Removing pollen stains from fabric and carpet

Do not:

  1. Rub or brush the pollen stain off the fabric/carpet, as this will push the pollen further into the fibres.
  2. Use your fingers to brush the pollen stains off the fabric/carpet. The oils from your fingers will set the stain.
  3. Rub the stain with a wet cloth. This will spread and set the stain.

Option 1 – Water and stain remover

  1. Shake out the fabric or use sticky tape to remove as much pollen as possible
  2. Soak the garment in cold water for half an hour and then rinse it thoroughly, repeating these steps until most of the stain has been removed
  3. Now apply a spot stain remover to the area and wash the garment in the hottest temperature possible (if it’s a washable fabric). Otherwise, rinse as before.
  4. Before the garment is dry, check the area. You may find, in many cases, you will have to repeat steps 2 and 3 again before the stain completely disappears.
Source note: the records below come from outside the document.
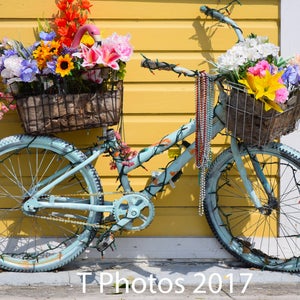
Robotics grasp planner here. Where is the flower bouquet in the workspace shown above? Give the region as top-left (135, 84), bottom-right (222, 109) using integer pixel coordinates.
top-left (216, 35), bottom-right (300, 146)
top-left (0, 0), bottom-right (132, 134)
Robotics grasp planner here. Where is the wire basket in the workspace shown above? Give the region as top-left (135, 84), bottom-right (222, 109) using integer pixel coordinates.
top-left (11, 68), bottom-right (123, 134)
top-left (226, 85), bottom-right (300, 146)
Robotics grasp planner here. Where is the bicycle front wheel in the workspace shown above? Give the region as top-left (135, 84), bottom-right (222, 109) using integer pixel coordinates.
top-left (0, 135), bottom-right (102, 272)
top-left (204, 143), bottom-right (300, 272)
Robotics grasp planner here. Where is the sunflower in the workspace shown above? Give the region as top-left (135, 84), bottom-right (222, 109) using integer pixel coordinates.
top-left (55, 54), bottom-right (74, 77)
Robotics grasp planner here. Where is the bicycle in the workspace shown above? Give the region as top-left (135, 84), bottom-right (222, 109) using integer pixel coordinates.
top-left (0, 7), bottom-right (300, 272)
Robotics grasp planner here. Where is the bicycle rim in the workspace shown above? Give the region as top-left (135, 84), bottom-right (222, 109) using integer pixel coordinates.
top-left (204, 143), bottom-right (300, 272)
top-left (0, 135), bottom-right (102, 272)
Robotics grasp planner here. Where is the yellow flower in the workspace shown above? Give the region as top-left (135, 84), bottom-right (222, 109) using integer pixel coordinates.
top-left (33, 41), bottom-right (60, 70)
top-left (55, 54), bottom-right (74, 77)
top-left (80, 34), bottom-right (95, 47)
top-left (239, 70), bottom-right (285, 112)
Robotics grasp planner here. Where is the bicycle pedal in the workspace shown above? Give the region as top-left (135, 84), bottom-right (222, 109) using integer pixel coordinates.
top-left (96, 234), bottom-right (115, 252)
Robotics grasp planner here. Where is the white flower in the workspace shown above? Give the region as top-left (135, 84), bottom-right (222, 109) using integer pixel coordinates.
top-left (217, 36), bottom-right (279, 73)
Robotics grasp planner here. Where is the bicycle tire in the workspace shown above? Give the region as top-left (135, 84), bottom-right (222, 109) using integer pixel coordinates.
top-left (0, 135), bottom-right (103, 272)
top-left (203, 143), bottom-right (300, 272)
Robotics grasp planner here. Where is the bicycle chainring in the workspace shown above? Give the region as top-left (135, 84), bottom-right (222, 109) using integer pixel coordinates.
top-left (113, 193), bottom-right (155, 231)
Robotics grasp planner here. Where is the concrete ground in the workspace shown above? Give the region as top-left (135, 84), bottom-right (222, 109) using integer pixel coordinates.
top-left (0, 258), bottom-right (300, 300)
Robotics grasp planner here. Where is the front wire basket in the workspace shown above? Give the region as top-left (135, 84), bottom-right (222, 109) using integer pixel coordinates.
top-left (226, 83), bottom-right (300, 146)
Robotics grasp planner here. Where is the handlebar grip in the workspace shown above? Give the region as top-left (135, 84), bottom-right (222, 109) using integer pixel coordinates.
top-left (200, 5), bottom-right (226, 22)
top-left (200, 5), bottom-right (244, 42)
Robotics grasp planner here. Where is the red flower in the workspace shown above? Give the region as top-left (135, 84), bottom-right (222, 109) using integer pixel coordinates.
top-left (56, 0), bottom-right (68, 11)
top-left (80, 0), bottom-right (93, 12)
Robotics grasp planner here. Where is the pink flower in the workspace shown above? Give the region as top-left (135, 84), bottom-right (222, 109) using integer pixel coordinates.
top-left (275, 87), bottom-right (289, 103)
top-left (1, 103), bottom-right (9, 113)
top-left (73, 44), bottom-right (101, 68)
top-left (97, 44), bottom-right (120, 70)
top-left (103, 33), bottom-right (133, 62)
top-left (248, 60), bottom-right (270, 77)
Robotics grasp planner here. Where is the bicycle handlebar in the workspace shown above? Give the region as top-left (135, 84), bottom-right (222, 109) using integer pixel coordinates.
top-left (141, 6), bottom-right (244, 75)
top-left (200, 5), bottom-right (244, 42)
top-left (141, 56), bottom-right (199, 77)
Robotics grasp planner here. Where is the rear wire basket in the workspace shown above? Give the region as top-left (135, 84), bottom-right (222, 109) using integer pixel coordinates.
top-left (226, 84), bottom-right (300, 146)
top-left (11, 68), bottom-right (123, 134)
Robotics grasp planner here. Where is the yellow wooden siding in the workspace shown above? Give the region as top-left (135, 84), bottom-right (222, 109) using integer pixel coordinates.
top-left (0, 0), bottom-right (279, 236)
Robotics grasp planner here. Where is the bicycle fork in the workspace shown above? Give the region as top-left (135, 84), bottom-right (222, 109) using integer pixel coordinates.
top-left (231, 137), bottom-right (278, 215)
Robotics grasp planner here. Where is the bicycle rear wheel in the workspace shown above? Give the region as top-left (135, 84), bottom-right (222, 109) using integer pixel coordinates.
top-left (204, 143), bottom-right (300, 272)
top-left (0, 135), bottom-right (102, 272)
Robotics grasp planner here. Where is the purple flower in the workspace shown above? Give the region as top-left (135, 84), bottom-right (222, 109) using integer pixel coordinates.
top-left (40, 31), bottom-right (56, 41)
top-left (20, 60), bottom-right (39, 82)
top-left (281, 65), bottom-right (300, 85)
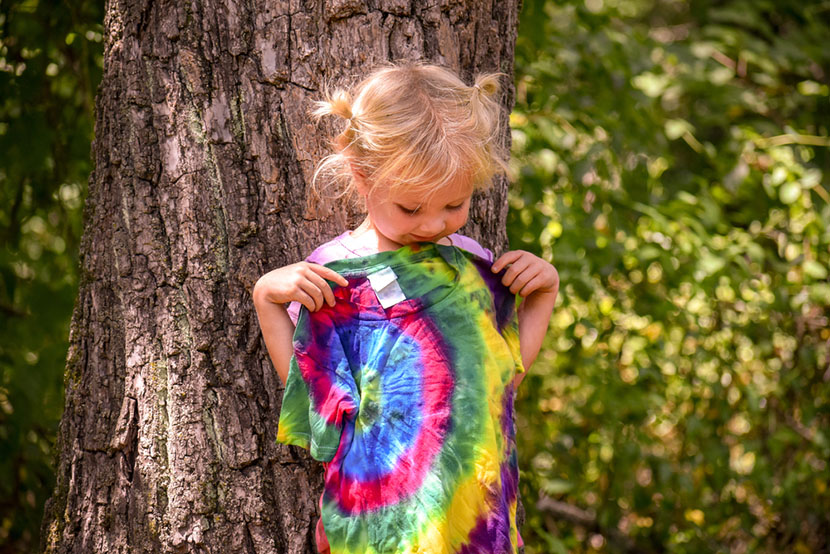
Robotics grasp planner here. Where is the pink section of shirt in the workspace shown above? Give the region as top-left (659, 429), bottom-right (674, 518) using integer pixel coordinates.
top-left (288, 231), bottom-right (493, 325)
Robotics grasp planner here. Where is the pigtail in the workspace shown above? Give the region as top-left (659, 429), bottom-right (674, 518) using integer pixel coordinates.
top-left (311, 89), bottom-right (356, 202)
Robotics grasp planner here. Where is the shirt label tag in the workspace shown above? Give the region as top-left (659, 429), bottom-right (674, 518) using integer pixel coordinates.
top-left (367, 267), bottom-right (406, 309)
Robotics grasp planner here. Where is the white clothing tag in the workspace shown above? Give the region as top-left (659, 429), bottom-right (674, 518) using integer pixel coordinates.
top-left (367, 267), bottom-right (406, 309)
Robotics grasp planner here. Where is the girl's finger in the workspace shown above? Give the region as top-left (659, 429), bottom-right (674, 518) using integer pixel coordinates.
top-left (490, 250), bottom-right (523, 273)
top-left (308, 264), bottom-right (349, 287)
top-left (308, 271), bottom-right (334, 308)
top-left (295, 291), bottom-right (314, 312)
top-left (501, 258), bottom-right (536, 286)
top-left (519, 273), bottom-right (545, 297)
top-left (510, 271), bottom-right (536, 294)
top-left (300, 280), bottom-right (324, 312)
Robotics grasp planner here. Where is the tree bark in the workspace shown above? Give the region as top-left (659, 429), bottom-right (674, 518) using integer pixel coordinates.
top-left (42, 0), bottom-right (517, 553)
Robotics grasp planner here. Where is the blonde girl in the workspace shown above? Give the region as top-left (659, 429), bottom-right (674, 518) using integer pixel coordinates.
top-left (254, 64), bottom-right (559, 554)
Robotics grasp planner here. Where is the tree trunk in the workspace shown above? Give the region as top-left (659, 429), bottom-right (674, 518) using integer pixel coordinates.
top-left (42, 0), bottom-right (517, 553)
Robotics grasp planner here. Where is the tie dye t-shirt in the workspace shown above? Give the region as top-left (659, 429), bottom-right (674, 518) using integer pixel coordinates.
top-left (278, 243), bottom-right (522, 554)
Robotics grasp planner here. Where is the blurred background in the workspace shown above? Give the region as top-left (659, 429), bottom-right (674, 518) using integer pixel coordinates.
top-left (0, 0), bottom-right (830, 554)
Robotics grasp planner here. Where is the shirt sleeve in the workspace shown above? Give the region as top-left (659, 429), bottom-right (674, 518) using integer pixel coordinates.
top-left (277, 309), bottom-right (358, 462)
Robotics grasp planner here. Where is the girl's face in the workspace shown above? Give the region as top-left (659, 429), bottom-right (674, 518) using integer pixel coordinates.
top-left (364, 179), bottom-right (473, 249)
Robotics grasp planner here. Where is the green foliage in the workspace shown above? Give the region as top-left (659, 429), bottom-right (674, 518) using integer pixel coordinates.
top-left (0, 0), bottom-right (103, 552)
top-left (509, 0), bottom-right (830, 553)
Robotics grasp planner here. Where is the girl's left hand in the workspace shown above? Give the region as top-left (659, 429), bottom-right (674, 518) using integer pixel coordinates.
top-left (491, 250), bottom-right (559, 298)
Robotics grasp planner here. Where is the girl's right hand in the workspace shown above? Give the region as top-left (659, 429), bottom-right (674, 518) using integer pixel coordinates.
top-left (254, 262), bottom-right (349, 312)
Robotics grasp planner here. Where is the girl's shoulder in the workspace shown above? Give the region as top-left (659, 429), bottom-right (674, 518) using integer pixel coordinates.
top-left (447, 233), bottom-right (493, 262)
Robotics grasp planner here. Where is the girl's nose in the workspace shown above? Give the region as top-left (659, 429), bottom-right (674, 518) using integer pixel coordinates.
top-left (418, 217), bottom-right (445, 236)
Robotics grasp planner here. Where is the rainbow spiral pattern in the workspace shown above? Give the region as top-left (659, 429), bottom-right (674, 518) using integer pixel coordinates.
top-left (278, 244), bottom-right (522, 554)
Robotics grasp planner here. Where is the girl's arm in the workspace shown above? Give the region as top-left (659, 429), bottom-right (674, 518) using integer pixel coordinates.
top-left (253, 262), bottom-right (348, 385)
top-left (492, 250), bottom-right (559, 376)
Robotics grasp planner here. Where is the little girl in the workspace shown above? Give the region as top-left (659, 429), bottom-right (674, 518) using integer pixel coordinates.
top-left (254, 65), bottom-right (559, 554)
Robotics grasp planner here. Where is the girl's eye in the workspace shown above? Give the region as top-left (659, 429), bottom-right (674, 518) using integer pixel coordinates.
top-left (398, 204), bottom-right (419, 215)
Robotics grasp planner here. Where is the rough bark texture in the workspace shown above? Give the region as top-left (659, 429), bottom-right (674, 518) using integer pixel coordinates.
top-left (43, 0), bottom-right (517, 553)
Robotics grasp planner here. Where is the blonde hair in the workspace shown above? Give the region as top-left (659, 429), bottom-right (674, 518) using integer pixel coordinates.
top-left (314, 64), bottom-right (507, 201)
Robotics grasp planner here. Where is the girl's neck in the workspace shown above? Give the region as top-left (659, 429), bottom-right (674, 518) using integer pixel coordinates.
top-left (349, 217), bottom-right (403, 252)
top-left (349, 216), bottom-right (452, 252)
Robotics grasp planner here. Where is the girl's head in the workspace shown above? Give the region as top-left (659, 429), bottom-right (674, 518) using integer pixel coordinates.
top-left (315, 64), bottom-right (506, 199)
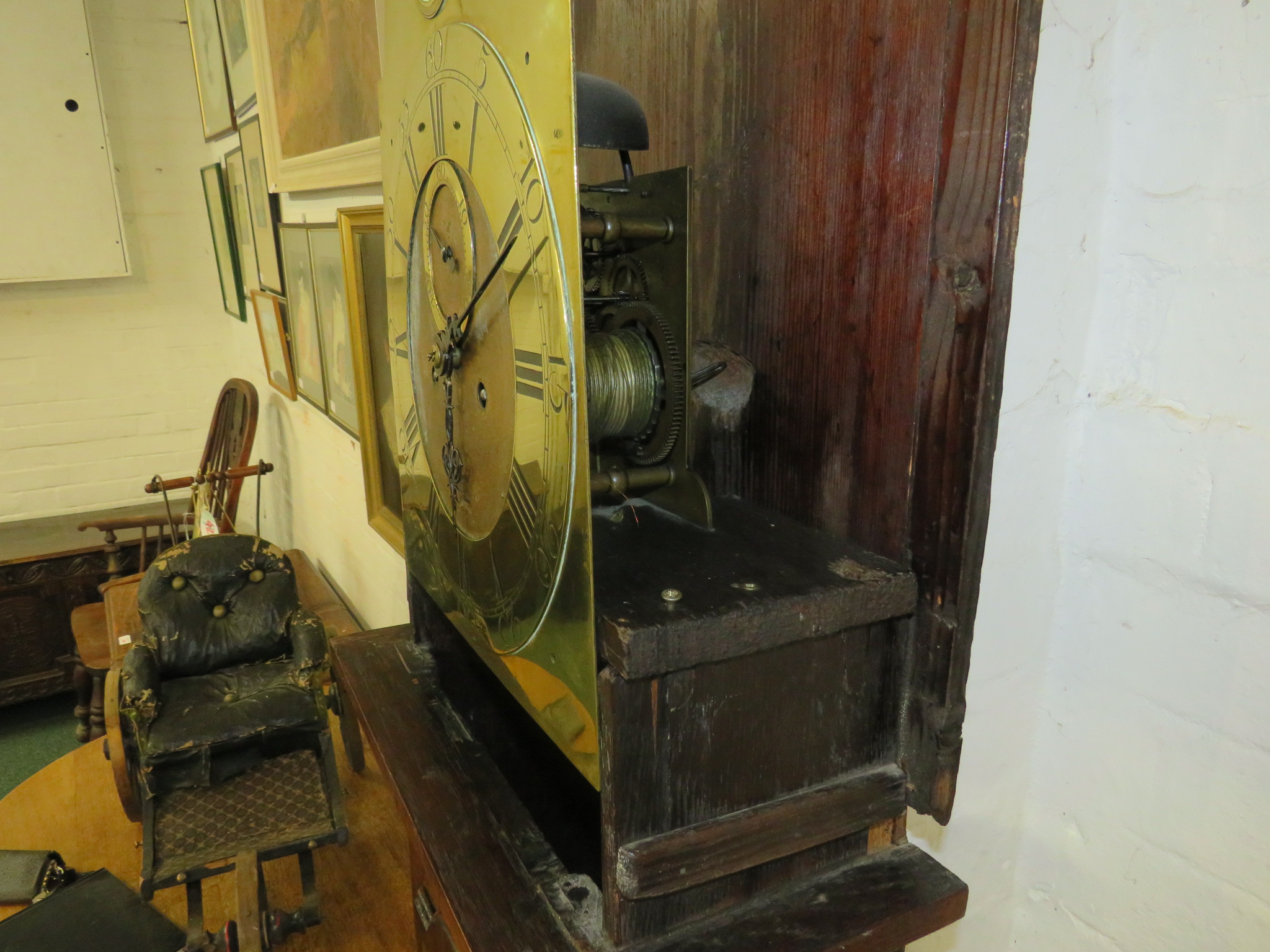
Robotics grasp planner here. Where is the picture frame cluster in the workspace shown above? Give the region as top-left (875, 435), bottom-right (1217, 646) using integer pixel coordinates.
top-left (184, 0), bottom-right (404, 552)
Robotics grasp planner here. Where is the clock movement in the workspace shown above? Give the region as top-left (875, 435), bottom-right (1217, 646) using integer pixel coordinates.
top-left (386, 4), bottom-right (722, 786)
top-left (363, 0), bottom-right (1026, 952)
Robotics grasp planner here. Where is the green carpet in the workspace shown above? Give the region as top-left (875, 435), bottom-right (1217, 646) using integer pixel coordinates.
top-left (0, 694), bottom-right (79, 797)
Option 2 - Enzymatic detergent

If your garment is washable, then an enzymatic detergent may work well on pollen stains.

Option 3 – Dry Cleaning Fluid

Using dry-cleaning fluid, try to blot from the outside of the stain, inwards.

Option 4 – Sunlight

Once you have gently shaken off or lifted the excess pollen with stick tape, lay the garment out in direct sunlight for a few hours. In a lot of cases, the pollen stain will disappear.

Carpet

  1. Reddish pollen stains can often be moved by pouring some 99% Isopropanol (Isoproply Alcohol).
  2. Pour the Isopropanol over the area and blot the resulting yellow liquid with paper towels.

Regular rubbing alcohol (70% Isopropyl alcohol) will probably not work because of its high water content.

Removing water stains from fabric

  1. Dampen the entire stained area with water and allow it to air dry
  2. Hold the stained area of fabric over steam from a boiling kettle or pot, or
  3. Hold the stained area of fabric over steam from a boiling kettle or pot, or
  4. Dampen the stained area with water and iron the stain away (if the fabric allows ironing). Read the manufacturer’s label before proceeding, or
  5. Apply Borax to the stain and rub gently with a cloth. This works on seats in vehicles, or
  6. Rub the stain gently with a cloth dipped in vinegar. Rinse the stained area in cool water and allow it to dry.

Removing Blood Stains from Washable Fabric

Washing-up Liquid or Hydrogen Peroxide

1.  Dab the blood stain with a cloth dipped in cold water (not warm or hot)

2.  If the step above doesn’t work, then soak the mark in cold water with a squirt of washing-up liquid for 10 minutes, then dab dry

3.  If the item is white or colourfast (test on an inconspicuous area if you’re not sure), pour hydrogen peroxide through the fabric, scrub and rinse in cold water.

Salt Water

1. First rinse the garment completely in cold running water.

2. Then soak the garment in a solution of 1 cup of salt to 8 cups of COLD water.

3. Soak for 60 minutes.

4. Rinse the garment through in cold water.

5. Then wash as directed.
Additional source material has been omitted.